The holy grail of this live market data is the Level III order book data. It not only shows the current market price of any given stock but all orders that are currently active. The exact format of orders differ between exchanges, but it generally has the following format:
ID | Ticker | Timestamp | Side | Quantity | Price | PrevOrderId |
---|---|---|---|---|---|---|
1 | AAPL | 9:30:00:000 | BUY | 5 | 225.49 | null |
2 | AAPL | 9:30:00:010 | SELL | 2 | 225.52 | null |
In this example, order 1 wants to buy 5 apple shares at $225.49 and order 2 wants to sell at $225.52. Since they don’t agree on a price, they aren’t matched and both pending orders are active in the system at the same time.
Whenever orders are matched, we get an execution event with roughly the following format:
Timestamp | OrderID | Quantity |
---|---|---|
9:30:00:100 | 1 | 2 |
It seems like someone took the issuer of order 1 up on their offer and bought 2 shares for a price of $225.49. The state of the order book now looks like this:
ID | Ticker | Timestamp | Side | Quantity | Price | PrevOrderId |
---|---|---|---|---|---|---|
1 | AAPL | 9:30:00:000 | BUY | 3 | 225.49 | null |
2 | AAPL | 9:30:00:010 | SELL | 2 | 225.52 | null |
The market price of AAPL is now $225.49 since this was the last price at which it was actively traded.
Issuer of order number 2 now notices nobody wants to buy at their price and reduces their ask:
ID | Ticker | Timestamp | Side | Quantity | Price | PrevOrderId |
---|---|---|---|---|---|---|
1 | AAPL | 9:30:00:000 | BUY | 3 | 225.49 | null |
3 | AAPL | 9:31:00:000 | SELL | 2 | 225.50 | 2 |
As you can see, the updated order is a new event which references the old event it supersedes.

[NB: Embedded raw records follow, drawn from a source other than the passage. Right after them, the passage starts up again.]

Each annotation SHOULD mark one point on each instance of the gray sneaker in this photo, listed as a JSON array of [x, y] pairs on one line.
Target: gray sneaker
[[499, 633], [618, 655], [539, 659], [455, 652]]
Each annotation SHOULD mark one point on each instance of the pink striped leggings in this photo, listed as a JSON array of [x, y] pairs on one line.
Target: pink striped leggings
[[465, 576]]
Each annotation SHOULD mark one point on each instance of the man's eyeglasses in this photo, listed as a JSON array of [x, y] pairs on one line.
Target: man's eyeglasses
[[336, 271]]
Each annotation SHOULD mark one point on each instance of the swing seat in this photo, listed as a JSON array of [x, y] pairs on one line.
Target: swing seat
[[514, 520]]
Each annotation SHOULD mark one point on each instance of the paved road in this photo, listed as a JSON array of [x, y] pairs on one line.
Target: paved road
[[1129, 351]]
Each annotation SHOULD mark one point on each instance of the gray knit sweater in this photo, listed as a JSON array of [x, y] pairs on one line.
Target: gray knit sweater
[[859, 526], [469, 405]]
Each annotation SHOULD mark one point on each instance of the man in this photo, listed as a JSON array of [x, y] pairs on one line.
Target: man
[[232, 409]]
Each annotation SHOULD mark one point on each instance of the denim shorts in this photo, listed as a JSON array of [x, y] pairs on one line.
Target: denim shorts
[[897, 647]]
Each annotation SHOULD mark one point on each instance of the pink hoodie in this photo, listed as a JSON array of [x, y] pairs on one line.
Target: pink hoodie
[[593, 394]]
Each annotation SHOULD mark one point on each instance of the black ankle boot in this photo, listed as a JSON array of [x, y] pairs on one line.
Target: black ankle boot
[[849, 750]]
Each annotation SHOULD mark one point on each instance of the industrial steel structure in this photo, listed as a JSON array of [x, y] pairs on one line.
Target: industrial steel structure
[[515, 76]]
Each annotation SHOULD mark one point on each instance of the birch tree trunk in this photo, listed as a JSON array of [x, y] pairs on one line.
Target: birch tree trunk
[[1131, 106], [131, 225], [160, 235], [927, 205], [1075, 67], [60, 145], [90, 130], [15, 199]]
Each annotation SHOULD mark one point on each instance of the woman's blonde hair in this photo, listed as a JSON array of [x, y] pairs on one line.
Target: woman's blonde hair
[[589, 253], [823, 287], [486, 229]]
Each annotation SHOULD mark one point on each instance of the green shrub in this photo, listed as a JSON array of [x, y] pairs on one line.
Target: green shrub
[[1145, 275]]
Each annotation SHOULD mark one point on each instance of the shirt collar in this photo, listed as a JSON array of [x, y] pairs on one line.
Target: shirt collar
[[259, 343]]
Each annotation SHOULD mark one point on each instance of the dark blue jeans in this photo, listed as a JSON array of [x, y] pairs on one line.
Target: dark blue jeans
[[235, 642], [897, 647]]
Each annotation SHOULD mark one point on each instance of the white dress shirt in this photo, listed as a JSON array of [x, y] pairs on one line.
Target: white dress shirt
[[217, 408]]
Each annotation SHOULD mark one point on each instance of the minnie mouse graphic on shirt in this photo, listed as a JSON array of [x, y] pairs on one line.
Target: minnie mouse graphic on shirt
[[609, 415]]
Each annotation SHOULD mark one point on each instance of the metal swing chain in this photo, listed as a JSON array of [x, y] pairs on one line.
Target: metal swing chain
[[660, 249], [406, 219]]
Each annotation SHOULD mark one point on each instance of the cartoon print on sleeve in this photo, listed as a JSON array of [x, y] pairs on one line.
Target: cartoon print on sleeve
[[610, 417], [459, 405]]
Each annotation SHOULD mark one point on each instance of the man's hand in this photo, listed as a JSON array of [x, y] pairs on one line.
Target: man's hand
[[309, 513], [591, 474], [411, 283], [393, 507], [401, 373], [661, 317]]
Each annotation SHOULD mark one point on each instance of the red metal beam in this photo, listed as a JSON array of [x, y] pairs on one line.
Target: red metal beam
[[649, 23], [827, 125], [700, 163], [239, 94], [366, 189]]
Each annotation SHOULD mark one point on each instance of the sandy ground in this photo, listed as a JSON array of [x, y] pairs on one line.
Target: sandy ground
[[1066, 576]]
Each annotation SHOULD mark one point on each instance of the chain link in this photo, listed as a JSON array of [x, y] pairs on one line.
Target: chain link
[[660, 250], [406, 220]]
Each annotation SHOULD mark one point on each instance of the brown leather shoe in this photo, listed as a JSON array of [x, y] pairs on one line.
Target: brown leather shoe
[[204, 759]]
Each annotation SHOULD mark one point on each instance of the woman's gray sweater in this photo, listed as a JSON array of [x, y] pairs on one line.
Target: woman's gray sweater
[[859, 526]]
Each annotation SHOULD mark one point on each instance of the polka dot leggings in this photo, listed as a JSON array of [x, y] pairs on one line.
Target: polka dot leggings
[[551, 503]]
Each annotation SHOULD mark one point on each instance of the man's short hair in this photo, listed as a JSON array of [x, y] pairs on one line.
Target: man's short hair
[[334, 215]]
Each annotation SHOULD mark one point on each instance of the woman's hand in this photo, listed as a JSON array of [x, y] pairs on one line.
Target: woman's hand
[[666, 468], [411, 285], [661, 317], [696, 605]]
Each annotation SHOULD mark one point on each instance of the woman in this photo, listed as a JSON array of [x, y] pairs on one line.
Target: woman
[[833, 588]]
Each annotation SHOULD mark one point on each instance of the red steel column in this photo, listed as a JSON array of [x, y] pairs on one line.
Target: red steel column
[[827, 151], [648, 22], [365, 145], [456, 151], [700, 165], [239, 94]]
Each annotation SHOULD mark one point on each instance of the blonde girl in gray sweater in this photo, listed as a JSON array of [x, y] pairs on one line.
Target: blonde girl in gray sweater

As orders are immutable, the system has to keep track of which orders are still active and which are replaced.
Buy processing the order and execution streams, we can reconstruct the complete state of the exchange.
Obtaining the data
You can use the prepare.sh
script from the examples repository to automatically download, extract, and preprocess the dataset:
git clone git@github.com:cedardb/examples.git
cd examples/nasdaq
./prepare.sh
It downloads the dataset directly from NASDAQ. There is data for multiple full trading days (approx. one a year). We chose January 30, 2020 since it was the most busy and recent trading day available.
The data comes in the NASDAQ ITCH v5.0 protocol format:
$ hexdump -C -n 100 01302020.NASDAQ_ITCH50
00000000 00 0c 53 00 00 00 00 09 f6 49 c8 0c d3 4f 00 27 |..S......I...O.'|
00000010 52 00 01 00 00 0a 37 d4 c8 05 0b 41 20 20 20 20 |R.....7....A |
00000020 20 20 20 4e 20 00 00 00 64 4e 43 5a 20 50 4e 20 | N ...dNCZ PN |
00000030 31 4e 00 00 00 00 4e 00 27 52 00 02 00 00 0a 37 |1N....N.'R.....7|
00000040 d4 c9 da 87 41 41 20 20 20 20 20 20 4e 20 00 00 |....AA N ..|
00000050 00 64 4e 43 5a 20 50 4e 20 31 4e 00 00 00 01 4e |.dNCZ PN 1N....N|
00000060 00 27 52 00 |.'R.|
00000064
We have written a Python parser to transform this into human readable CSV files.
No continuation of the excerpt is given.